You might be wondering about the meaning of the word
main in the image, and that brings us to Git's second fundamental concept: branches. Each sequence of commits is present in a branch, and by default the repository starts with a primary branch called
main. It allows us to create new branches for the change history of a file, in case it is necessary to make edits without impacting the main branch. This is very useful when testing something new that we don't know if it will stick around.
An interesting fact is that not long ago the
main branch was called
master. Git changed the name because the word master has ties to slavery times, when people called slave owners their masters. Way to go, Git and Github!
In this example, a new branch called
new-branch was created and 3 new commits were made to it. Commits made in
main remain there, untouched, while commits from the new one are included in the new one. In it we have all the commits made in main plus those made exclusively in
new-branch. Note that the first 3 commits from the new branch are the same as those from the main. The 6-digit identifier on the right is called a hash. Which is a unique identifier for each commit.
The concept of branching can be a little hard to grasp at first. I recommend that you look up for a tutorial or read the official documentation, if it’s not clear.
Branching opens many doors. We can test whatever we want without harming our work on the main branch. However, the point of having branches is to eventually merge them. How do we do it when one of these branches turns out great, and we want it to become our main work?
The pull request is a request from the new branch for the main one to pull its work. In other words, the main branch can incorporate the work done in the newer one. In this case, we'll open a pull request to ask
main to merge the work done in
Pull Request: at the top we can read that my user wants to merge into main 3 of the additional commits coming from the new-branch.
There is a discussion among users that the pull request name is not the most intuitive. After all, we are asking for a merge to be performed, correct? Some say that the most intuitive name would be merge request. And other platforms similar to GitHub actually use this name.
Finally, we accept the pull request and merge the new branch with the main one. Our main now incorporates all the content we created in new-branch, in addition to the content it already had.
new-branch can be deleted, as its content is already embedded in the main branch.
This entire process of creating files, branches and merges can be done either on your local machine, using the Git software, or directly on the GitHub website. But the great power of these tools lies in their use together. The same git repository can have a local copy, on your computer, and a remote copy, which is stored on a GitHub server in the cloud, associated with your user account on the website.
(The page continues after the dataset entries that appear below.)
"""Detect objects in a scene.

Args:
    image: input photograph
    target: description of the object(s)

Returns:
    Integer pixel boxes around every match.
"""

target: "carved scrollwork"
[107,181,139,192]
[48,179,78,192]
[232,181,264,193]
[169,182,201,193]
When you clone a remote GitHub repository on your local machine, you have a copy of these files, and on it you can do whatever you want: commits, new branches and merges. After working locally, it is common to upload this work to GitHub so that it is available on the internet. That's where the push comes in.
In the diagram, you can also see the pull, which is exactly the reverse path: bringing changes from the remote repository to your local machine. This operation is very useful when there are teams with many people working on the same project, each on their own machine, but using the same shared remote repository. In this scenario, which is the standard in teams using GitHub, each person can make a new branch, copy it to their local machine, do the necessary work, push it to the server, and then open a pull request to have their work merged.
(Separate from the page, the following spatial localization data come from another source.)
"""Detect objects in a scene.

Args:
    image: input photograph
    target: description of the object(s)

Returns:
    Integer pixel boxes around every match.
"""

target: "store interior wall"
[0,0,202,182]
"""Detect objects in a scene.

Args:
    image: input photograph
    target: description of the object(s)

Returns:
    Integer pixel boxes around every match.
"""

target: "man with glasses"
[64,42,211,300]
Version control functionality is interesting and becomes an extremely powerful tool when used on a large scale. Most of today's most important open-source projects, such as the Linux kernel, Visual Studio Code, React and many others, are made in this distributed model, where developers from anywhere in the world have access to the source code, they can work locally on the project, propose changes and improvements, and all without compromising the integrity of the original project or the work of others.
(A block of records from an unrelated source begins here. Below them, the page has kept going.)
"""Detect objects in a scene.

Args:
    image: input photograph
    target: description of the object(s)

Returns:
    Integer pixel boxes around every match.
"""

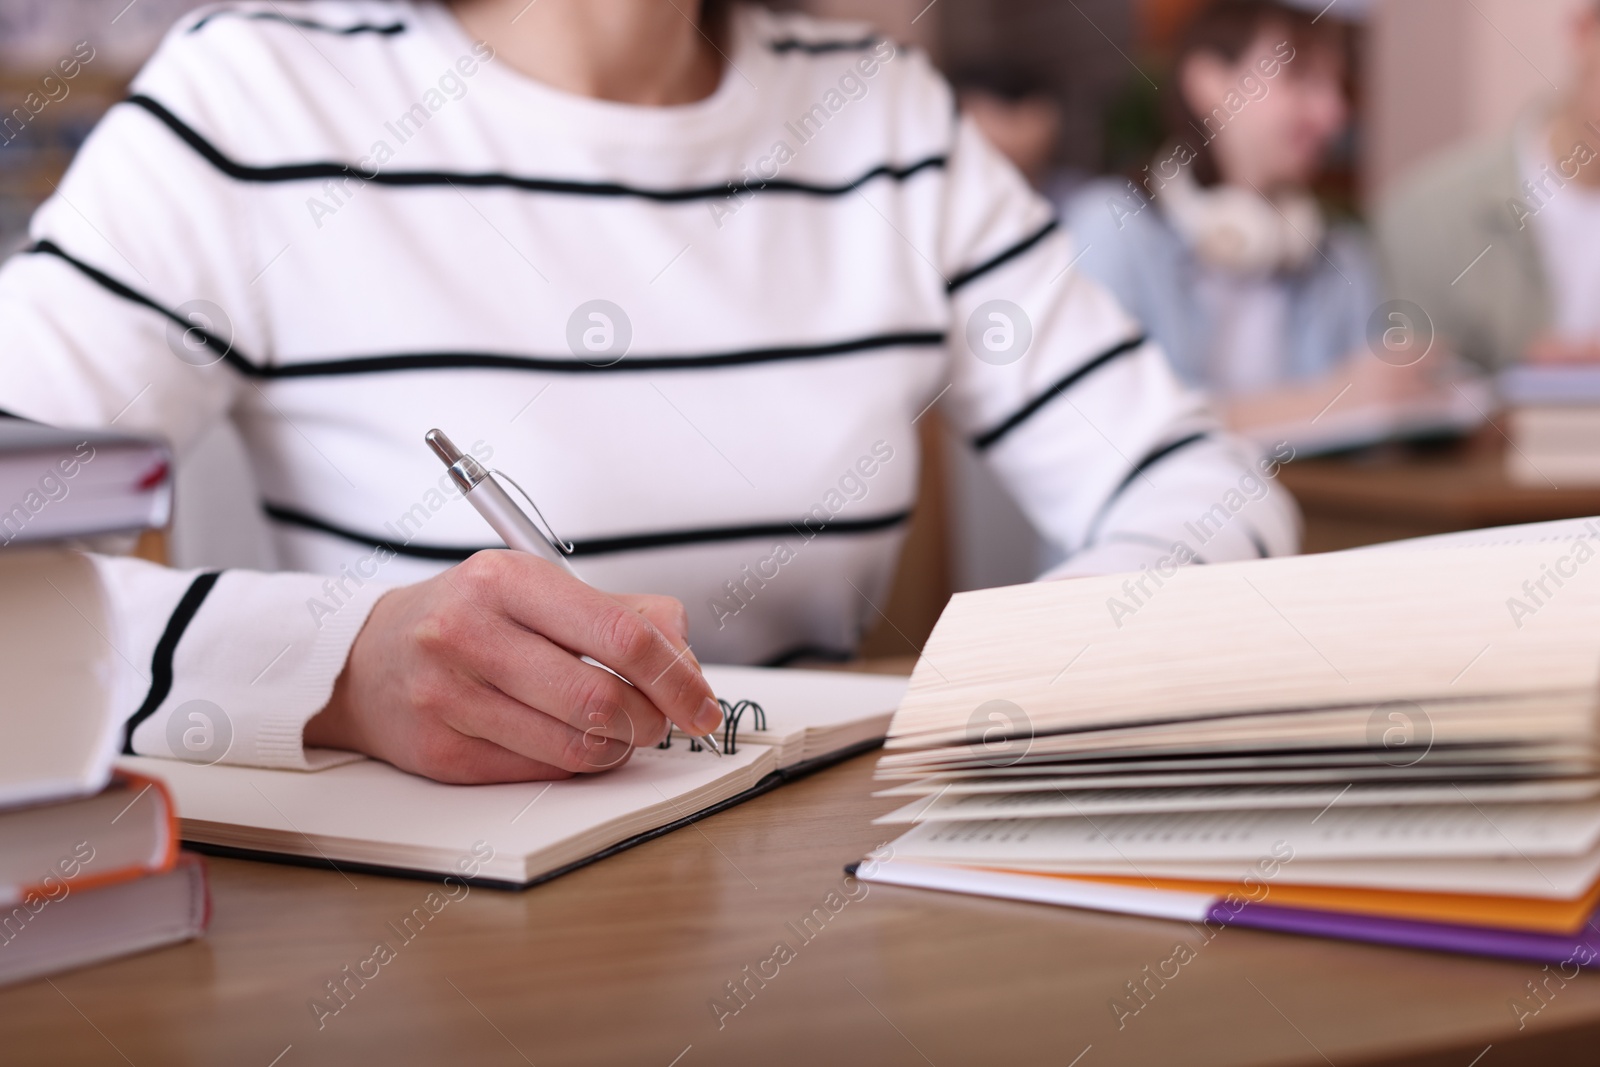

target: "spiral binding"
[656,697,768,755]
The open-source world is fascinating and deserves an entire article just about it. The Ingenuity robot, which recently took flight in the atmosphere of Mars, internally runs software that relies on open-source libraries. Those have contributions from approximately 12,000 developers on GitHub worldwide.
An important point to make is that Git and GitHub are not just tools for programmers, they can be used with any kind of file. Certainly, the prevalence in the technology market is much greater, since it's not intuitive for non-programmers and has a considerable learning curve. But they are definitely worth it to keep the work structure more organized, collaborative and dynamic.
To clarify this last point, I recommend watching the YouTube channel The Coding Train, by Professor Daniel Shiffman from New York University, called Git and GitHub for Poets. In the videos, Professor Shiffman, who has an incredibly engaging way of explaining things, shows how to use Git and GitHub to work on a text file of a poem, without writing a single line of code. I strongly recommend checking it out.